I would like to see this disturbing celebrity flame out turn into an opportunity to talk about what mental illness really is, what it does to the human spirit, how it affects people who struggle with it, and how lives are changed when it is a part of their world. Charlie Sheen hasn't elevated anyone with his money, his previous antics or his award winning show where he apparently (I have never seen it, so I can only go by what I've read) plays a more sympathetic version of himself. But Charlie, and his family and friends, have an opportunity to start a conversation in this country about what mental illness is and how it affects people, regardless of how much money they have or what resources they have at their disposal. That is a conversation that needs to occur, and it would be one way for him to redeem what little is left of himself.

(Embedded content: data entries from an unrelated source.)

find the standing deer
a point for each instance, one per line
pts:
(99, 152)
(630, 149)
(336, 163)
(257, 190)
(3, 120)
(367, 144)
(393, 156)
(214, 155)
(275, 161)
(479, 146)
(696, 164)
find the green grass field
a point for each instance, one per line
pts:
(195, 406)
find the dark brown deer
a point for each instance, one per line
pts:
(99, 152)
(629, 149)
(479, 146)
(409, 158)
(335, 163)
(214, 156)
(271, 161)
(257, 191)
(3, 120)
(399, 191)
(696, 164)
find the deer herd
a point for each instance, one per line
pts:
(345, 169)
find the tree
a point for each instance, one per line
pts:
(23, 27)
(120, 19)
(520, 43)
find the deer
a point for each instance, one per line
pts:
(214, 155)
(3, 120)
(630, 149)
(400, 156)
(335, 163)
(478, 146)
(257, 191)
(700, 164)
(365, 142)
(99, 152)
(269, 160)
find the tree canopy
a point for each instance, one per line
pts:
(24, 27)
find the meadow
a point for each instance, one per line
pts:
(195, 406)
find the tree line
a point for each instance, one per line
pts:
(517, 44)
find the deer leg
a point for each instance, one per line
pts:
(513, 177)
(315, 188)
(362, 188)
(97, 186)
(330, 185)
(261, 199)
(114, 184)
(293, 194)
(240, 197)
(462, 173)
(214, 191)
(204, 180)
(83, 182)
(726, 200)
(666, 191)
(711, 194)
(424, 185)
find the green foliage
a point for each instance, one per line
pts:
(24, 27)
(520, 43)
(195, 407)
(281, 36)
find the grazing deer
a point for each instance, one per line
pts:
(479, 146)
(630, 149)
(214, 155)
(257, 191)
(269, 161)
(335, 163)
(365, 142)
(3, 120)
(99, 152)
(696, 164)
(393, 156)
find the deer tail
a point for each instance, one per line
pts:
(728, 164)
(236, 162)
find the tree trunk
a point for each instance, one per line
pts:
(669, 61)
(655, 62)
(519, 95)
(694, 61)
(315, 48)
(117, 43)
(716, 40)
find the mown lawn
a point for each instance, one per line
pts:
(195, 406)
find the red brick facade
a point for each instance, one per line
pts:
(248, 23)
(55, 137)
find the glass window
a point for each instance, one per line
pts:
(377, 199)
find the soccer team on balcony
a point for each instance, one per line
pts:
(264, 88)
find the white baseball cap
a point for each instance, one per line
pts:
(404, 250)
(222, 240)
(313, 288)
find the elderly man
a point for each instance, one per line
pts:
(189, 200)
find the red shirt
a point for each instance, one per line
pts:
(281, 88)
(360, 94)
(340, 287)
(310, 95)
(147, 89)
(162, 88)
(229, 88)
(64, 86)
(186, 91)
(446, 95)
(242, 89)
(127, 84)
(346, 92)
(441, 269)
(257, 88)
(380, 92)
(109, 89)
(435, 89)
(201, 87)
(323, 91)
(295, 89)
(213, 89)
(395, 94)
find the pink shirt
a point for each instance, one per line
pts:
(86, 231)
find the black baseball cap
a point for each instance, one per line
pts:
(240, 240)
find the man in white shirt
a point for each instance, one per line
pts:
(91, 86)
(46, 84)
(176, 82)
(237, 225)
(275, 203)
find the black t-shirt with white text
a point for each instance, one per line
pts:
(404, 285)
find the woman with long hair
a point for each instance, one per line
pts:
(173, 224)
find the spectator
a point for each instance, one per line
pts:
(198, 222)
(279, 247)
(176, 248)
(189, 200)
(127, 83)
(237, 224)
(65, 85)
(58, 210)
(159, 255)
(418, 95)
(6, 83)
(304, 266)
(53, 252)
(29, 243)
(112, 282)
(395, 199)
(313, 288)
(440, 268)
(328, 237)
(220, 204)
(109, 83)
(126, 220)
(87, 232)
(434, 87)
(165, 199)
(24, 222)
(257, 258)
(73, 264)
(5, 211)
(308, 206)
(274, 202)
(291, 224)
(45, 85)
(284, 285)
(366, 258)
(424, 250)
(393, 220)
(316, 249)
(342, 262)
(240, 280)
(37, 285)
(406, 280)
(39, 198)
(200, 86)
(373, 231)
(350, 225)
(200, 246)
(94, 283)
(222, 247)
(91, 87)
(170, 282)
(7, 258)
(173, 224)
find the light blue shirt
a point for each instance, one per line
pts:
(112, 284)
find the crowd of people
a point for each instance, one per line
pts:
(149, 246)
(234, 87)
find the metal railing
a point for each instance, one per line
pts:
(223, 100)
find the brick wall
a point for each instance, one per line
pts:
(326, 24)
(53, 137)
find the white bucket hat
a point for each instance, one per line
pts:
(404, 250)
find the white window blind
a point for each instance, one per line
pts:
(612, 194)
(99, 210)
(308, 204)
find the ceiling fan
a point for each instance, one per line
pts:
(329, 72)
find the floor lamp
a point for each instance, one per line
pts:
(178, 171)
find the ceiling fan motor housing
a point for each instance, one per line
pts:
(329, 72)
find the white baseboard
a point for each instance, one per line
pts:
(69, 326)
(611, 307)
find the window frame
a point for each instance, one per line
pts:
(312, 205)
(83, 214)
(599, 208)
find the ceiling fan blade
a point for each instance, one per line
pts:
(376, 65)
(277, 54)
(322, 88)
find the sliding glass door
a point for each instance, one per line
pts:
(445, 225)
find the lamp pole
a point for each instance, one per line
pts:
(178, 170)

And he needs redemption, not for us, but for him. Because it will give him a reason to get better, which is good for his family, no matter how the rest of us feel about it.

I am fortunate, because in the midst of a crushing illness which occasionally threatens my very life, I have the love and support of people who don't hesitate to tell me I am sick and need help. In return, I think I owe it to them to be honest about my illness, and to talk to others about what it means to struggle with the inner demons that are as life threatening as any other potentially terminal illness. Because make no mistake about it, mental illness is terminal without treatment. Suicide can be fast or slow, but it ends the same way no matter how it is accomplished.

Charlie Sheen has a unique stage from which to discuss the effects of mental illness. I am not so delusional as to think he will, but how I wish he would. If an out of control celebrity can turn his life around, imagine what the rest of us could do. Come on Charlie. You are one man who can move millions. Do it for your kids, do it for your family, do it for you. It would be the comeback of the century, and we would all be better off for it.